Saturday, March 5, 2011

My life as of now

I promised Kevin that I would write that he and I watched Charlie Sheen interviews tonight.... so I did hahaha.

Here's whats going on with me- last weekend was amazing and eye opening to me. It made me want to take control of my life and really try to be the man God wants me to be. So this week, I straightened up my room, I became a lot more intentional with my time, and I started to seek out more men that I thought could positively influence me- men who I trusted and loved.

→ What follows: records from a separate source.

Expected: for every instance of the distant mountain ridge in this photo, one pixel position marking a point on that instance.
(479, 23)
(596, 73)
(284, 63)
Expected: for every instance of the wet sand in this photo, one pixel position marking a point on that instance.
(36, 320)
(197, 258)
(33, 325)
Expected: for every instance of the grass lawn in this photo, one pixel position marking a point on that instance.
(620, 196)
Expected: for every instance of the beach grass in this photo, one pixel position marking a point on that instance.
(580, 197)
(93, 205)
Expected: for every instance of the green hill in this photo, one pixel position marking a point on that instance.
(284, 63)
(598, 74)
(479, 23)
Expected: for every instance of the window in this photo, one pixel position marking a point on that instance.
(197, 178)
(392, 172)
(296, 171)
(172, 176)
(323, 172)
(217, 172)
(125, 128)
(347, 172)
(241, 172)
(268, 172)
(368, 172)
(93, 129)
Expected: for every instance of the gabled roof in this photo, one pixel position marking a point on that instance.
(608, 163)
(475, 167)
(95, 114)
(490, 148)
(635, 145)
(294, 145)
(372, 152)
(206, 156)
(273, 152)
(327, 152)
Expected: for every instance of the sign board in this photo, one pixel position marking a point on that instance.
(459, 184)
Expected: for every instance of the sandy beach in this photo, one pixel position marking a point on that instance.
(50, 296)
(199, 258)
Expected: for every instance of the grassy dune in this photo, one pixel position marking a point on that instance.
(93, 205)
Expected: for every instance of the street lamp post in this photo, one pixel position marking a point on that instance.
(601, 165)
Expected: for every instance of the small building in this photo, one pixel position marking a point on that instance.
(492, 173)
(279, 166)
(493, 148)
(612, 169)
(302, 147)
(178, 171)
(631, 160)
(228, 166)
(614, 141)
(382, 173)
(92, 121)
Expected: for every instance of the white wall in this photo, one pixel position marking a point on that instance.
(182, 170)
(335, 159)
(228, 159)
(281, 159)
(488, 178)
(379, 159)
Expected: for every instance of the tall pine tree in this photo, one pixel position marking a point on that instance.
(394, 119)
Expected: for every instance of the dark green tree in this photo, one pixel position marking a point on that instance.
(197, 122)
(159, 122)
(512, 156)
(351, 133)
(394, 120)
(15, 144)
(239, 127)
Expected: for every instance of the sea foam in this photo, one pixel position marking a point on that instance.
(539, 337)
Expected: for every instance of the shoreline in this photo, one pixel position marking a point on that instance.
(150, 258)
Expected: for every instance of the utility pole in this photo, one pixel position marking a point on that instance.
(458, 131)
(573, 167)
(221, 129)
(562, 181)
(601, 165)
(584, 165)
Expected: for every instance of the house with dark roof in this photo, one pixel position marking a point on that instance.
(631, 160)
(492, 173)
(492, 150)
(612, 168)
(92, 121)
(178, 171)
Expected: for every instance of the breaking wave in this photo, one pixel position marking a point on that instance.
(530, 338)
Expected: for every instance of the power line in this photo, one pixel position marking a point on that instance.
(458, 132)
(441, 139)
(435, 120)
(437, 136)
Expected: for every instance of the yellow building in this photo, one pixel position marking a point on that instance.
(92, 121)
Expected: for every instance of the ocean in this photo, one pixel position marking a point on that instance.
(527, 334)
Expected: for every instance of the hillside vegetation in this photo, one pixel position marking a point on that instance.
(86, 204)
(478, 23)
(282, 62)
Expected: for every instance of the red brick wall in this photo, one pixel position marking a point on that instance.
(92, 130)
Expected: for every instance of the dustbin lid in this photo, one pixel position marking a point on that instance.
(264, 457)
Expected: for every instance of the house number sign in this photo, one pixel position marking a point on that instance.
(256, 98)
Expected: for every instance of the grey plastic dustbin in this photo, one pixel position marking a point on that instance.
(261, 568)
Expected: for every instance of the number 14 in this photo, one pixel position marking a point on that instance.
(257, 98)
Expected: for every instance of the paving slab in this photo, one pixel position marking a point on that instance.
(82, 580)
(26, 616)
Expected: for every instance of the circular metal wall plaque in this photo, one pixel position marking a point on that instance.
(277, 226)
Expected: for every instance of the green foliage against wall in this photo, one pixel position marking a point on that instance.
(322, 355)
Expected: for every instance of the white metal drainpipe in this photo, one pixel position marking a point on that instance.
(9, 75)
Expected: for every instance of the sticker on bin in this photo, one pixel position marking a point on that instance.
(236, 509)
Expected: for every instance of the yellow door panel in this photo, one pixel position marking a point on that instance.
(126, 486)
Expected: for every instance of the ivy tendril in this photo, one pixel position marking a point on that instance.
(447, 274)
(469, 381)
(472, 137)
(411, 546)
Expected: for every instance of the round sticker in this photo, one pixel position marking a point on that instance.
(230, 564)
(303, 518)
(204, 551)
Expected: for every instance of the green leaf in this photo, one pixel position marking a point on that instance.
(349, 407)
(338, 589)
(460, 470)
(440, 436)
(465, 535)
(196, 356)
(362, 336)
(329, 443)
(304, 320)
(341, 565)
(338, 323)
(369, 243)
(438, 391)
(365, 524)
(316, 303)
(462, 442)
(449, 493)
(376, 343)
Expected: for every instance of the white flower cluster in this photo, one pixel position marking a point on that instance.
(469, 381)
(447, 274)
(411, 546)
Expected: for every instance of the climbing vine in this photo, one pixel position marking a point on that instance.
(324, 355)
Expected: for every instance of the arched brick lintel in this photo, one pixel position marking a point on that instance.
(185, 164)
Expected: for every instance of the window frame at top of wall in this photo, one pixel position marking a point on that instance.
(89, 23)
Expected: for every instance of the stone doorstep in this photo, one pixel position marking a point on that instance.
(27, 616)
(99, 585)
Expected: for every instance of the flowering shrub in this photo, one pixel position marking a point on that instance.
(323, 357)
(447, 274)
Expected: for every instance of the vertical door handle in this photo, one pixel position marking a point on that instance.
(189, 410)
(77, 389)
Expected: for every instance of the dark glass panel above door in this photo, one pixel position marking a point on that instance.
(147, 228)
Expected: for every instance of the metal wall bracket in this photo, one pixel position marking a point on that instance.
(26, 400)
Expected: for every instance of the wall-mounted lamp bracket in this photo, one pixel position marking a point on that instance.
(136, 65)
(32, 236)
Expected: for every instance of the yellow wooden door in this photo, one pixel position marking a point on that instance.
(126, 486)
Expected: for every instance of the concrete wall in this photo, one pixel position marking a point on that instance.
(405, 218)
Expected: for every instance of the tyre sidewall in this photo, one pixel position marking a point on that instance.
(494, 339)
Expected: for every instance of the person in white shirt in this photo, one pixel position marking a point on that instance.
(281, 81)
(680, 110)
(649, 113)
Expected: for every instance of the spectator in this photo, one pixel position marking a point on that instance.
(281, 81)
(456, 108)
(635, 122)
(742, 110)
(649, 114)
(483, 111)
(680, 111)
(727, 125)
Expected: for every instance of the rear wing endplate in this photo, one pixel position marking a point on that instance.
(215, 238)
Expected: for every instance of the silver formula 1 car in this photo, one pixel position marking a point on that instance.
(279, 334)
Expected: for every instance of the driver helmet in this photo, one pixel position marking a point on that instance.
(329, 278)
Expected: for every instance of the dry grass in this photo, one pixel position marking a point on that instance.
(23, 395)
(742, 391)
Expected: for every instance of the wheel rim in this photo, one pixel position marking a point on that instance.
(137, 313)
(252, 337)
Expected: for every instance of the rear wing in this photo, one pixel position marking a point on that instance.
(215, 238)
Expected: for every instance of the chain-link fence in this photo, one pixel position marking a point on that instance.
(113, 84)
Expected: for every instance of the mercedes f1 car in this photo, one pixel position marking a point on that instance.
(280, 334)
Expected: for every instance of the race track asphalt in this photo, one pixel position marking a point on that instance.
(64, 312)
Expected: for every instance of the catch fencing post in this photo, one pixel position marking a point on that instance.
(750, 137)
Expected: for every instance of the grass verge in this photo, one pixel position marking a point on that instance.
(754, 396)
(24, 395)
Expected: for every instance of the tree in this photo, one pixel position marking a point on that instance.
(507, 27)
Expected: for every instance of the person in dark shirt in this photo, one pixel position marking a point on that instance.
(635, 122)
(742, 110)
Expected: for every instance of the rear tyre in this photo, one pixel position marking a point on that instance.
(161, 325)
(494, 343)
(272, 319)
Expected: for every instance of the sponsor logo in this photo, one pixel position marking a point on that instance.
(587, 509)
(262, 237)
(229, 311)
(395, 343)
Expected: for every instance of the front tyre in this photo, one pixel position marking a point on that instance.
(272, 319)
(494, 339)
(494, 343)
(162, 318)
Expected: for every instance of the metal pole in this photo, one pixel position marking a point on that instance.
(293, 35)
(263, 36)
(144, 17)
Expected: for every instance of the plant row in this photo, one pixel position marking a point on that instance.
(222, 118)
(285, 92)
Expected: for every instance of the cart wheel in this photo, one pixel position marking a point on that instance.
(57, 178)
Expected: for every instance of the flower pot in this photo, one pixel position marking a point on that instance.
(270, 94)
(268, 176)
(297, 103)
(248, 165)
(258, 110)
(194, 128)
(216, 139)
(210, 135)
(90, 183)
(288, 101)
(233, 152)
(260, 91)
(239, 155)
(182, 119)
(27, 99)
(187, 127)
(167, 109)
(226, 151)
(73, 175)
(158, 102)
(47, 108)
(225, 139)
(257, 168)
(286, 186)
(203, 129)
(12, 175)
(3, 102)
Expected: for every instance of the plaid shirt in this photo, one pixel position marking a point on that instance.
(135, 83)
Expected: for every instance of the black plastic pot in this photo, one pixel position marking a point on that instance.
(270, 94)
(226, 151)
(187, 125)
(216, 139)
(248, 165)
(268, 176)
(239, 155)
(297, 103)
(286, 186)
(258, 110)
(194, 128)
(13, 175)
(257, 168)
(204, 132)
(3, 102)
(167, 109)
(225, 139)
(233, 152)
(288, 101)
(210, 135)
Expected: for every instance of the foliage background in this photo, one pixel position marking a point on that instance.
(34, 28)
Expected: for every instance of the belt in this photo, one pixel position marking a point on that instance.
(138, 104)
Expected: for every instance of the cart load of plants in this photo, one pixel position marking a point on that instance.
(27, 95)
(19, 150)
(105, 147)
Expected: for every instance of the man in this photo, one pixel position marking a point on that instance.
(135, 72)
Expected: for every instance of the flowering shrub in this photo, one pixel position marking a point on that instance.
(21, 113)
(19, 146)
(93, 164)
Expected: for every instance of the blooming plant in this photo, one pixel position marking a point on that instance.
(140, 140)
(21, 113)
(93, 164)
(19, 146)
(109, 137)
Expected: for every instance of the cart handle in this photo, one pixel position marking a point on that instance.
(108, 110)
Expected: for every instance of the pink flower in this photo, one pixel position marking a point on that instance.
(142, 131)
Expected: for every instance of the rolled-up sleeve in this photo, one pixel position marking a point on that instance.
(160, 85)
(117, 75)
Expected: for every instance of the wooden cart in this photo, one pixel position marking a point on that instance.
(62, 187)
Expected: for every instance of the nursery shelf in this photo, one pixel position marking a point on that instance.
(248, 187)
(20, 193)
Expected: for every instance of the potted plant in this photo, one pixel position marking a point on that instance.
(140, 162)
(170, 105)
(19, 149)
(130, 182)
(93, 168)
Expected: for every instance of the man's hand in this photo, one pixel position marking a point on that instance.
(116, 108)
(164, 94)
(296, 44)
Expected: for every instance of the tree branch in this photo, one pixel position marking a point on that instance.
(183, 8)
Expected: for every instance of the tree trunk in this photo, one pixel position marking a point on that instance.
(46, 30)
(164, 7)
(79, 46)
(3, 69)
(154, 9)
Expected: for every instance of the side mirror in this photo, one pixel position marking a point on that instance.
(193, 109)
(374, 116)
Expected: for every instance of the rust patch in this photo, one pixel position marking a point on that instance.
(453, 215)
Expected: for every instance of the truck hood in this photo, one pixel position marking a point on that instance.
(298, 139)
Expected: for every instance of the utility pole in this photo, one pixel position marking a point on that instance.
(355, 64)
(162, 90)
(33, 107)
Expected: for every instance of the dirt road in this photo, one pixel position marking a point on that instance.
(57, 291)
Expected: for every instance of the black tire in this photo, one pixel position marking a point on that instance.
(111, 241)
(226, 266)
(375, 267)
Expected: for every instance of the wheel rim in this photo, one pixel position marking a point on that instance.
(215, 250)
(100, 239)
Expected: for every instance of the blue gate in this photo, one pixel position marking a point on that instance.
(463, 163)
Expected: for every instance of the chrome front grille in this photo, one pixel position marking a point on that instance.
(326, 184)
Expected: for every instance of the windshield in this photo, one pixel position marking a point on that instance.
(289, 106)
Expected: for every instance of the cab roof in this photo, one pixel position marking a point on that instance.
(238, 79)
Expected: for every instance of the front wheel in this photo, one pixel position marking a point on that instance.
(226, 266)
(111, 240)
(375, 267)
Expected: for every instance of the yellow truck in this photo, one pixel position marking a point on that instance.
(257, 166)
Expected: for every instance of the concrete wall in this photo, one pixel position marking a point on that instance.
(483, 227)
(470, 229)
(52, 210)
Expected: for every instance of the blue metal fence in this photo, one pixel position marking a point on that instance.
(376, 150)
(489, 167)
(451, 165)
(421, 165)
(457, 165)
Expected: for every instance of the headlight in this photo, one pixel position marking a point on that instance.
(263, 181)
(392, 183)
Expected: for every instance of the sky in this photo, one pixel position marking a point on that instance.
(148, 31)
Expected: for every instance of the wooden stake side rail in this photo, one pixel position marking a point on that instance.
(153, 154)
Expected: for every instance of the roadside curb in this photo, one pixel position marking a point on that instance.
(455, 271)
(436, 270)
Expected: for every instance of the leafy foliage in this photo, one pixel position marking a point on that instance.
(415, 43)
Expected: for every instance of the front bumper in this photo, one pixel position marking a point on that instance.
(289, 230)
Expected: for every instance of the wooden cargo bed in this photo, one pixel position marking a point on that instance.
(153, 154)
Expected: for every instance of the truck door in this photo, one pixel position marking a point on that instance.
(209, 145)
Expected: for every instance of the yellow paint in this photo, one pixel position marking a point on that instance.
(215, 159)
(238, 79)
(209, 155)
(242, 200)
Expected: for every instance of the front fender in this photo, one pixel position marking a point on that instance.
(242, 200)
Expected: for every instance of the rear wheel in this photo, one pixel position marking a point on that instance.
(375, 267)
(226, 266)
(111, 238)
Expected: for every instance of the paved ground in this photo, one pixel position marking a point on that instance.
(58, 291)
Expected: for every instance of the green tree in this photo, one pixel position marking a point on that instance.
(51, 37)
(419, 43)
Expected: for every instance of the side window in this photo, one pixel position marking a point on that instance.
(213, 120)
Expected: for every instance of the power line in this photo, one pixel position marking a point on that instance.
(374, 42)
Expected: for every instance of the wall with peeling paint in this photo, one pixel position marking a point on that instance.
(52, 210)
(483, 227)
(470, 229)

Here's what happened- I met with a certain guy about this, and...
A. He first suggested a guy that I don't know, which doesn't work for me, because unless I know or trust someone i'm not going to be personal with them at all.
B. He said he would mentor me.... but he asked a lot in exchange. In fact, so much that I don't think it's going to work. And now i'm really angry and discouraged about the whole thing. I trusted this guy enough to ask for him to be intentional with me, and it's just kind of sucky that it won't happen. It's hard to explain without going into too much detail, but it almost made me feel worse about everything when my intention was to feel more successful and purposeful with my life.

So shoot lol. I don't know, I guess it's between me and God. Who, by the way, is stinkin awesome. Even now He's helping me be more successful.
And so is Jon Sanchez... he's been super great through everything, and it just makes me feel like I can trust him even more.

And maybe this other guy has a point, and I definitely love him and appreciate him, I just didn't expect this whole mentor thing to be so difficult.